On peut retracer l’histoire du hoodie jusqu’à son ancêtre, déjà porté à l'ère de la Grèce Antique. À l’époque, il s’agit d’un capuchon ou d’une large pièce capuchonnée qui protège des éléments. Dans la culture populaire, il est représenté autant pour dissimuler le visage d’une femme qui part à la recherche de son amant que comme symbole de la Faucheuse, personnification de la mort. Une aura ambiguë qu'il a transmis à sa version moderne.

Pull en coton et à capuche parfois équipé d’une poche kangourou, le hoodie tel qu'on le connaît aujourd'hui est apparu pour la première fois dans les années 30. Lancé par la marque qu’on appelle désormais Champion, il est créé à destination des sportifs avant d’être rapidement adopté par les travailleurs manuels américains. Et c'est en partie grâce aux amourettes lycéennes qu’il se propage dans le lifestyle américain, les joueurs des équipes sportives des établissements offrant souvent leurs sweats à leurs copines.

Une pièce emblématique des sous-cultures

C’est fin des années 70, début des années 80 que le hoodie prend un véritable essor. Adopté par la culture hip-hop, il devient un élément de style pour les rappeurs, Bboys et graffeurs.
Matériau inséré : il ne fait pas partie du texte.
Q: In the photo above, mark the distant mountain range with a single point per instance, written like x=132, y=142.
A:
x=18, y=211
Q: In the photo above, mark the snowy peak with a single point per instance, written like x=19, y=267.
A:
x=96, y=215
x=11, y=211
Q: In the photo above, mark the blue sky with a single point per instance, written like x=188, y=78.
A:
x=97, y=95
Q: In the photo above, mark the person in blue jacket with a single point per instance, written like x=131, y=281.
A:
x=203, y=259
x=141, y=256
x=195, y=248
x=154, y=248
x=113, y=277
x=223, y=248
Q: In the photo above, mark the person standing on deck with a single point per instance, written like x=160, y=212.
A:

Ce qui leur plait dans ce vêtement ? Son confort qui les laisse libres de leurs mouvements mais aussi sa capuche qui leur confère l’anonymat nécessaire à leurs activités illicites comme le graffiti, qui recouvre à l’époque les rues et rames de métros de New York.
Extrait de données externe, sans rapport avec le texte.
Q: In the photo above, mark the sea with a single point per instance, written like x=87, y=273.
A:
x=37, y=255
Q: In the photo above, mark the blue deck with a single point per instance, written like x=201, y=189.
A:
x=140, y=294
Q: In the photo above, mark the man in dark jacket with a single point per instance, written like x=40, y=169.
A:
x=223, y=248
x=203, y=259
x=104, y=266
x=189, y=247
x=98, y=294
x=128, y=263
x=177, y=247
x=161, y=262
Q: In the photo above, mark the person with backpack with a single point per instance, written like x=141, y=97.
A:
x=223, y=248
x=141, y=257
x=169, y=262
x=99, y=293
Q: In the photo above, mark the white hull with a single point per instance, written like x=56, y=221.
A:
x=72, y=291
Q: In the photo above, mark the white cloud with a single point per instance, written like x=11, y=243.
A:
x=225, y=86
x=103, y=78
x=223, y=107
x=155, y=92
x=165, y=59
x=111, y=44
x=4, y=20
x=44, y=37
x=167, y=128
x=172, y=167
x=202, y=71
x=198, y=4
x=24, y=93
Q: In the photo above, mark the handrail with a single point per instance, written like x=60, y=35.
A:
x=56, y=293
Plus ou moins à la même époque, ce sont les skateurs qui l’adoptent. De New York à Los Angeles, ils sont eux aussi rejetés par la société et de ce fait traqués par la police et les habitants. L’activité étant illégale, les skateurs de l’époque partent en quête d’endroits où skater tranquillement, parfois dans la rue et d’autres sur des chantiers. À Los Angeles, les Z-boys utilisent eux aussi le hoodie pour masquer leur identité lorsqu’ils vont skater dans les piscines vides des maisons de Santa Monica.

Garder l’anonymat

Une association aux contre-cultures qui permet au hoodie de rencontrer un public plus large mais qui est aussi la raison pour laquelle le vêtement en question provoque chez beaucoup une certaine méfiance. Vu de l’extérieur, le hoodie dissimule le visage de celui qui le porte répandant dès lors le malaise, parfois même à l’insu de celui qui le porte, dans une pièce ou un lieu public.
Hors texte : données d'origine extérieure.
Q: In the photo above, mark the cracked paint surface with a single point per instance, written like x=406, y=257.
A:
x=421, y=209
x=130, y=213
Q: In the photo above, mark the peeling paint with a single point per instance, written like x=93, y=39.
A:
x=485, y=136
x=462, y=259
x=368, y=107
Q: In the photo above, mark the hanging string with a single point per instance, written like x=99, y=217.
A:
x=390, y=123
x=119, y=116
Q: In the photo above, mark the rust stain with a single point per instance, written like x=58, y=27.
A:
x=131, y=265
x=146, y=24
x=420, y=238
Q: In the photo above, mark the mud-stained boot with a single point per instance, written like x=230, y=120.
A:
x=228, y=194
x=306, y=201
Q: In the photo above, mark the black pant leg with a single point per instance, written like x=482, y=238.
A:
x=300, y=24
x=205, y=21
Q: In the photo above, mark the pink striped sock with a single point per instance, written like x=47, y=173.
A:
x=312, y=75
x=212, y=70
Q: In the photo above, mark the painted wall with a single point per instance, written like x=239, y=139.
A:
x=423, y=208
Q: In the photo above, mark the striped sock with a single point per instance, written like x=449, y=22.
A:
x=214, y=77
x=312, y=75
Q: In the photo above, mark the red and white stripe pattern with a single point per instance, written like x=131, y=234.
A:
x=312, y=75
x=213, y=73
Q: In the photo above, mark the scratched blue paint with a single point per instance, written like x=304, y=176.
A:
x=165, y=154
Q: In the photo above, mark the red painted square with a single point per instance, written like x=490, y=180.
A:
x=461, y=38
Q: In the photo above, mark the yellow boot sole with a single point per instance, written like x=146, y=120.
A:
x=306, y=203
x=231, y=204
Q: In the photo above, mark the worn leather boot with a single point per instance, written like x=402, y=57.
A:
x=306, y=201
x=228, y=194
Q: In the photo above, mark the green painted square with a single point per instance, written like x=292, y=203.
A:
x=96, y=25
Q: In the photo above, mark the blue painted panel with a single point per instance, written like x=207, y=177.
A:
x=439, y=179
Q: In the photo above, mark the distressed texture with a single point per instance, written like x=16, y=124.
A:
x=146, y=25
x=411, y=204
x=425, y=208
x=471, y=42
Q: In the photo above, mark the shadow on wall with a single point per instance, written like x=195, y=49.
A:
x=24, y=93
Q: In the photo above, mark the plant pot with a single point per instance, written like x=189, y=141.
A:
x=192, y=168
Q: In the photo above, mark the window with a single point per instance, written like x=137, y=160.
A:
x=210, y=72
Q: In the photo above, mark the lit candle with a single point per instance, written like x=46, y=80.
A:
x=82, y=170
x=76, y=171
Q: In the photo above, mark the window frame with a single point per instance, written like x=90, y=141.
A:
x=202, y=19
Pourtant, relever sa capuche, c’est aussi montrer visuellement qu’on a envie de se couper du monde et sans doute aussi, s’en protéger. Combien d’hommes ou femmes voyons-nous chaque jour, porter une capuche dont s’échappent deux fils d’écouteurs ? Un "Ne pas déranger" visible qui permet de rester dans sa coquille et qui, de fait, a longtemps été associé à l'adolescence, période de la vie où on a tendance à vouloir protéger son intimité. 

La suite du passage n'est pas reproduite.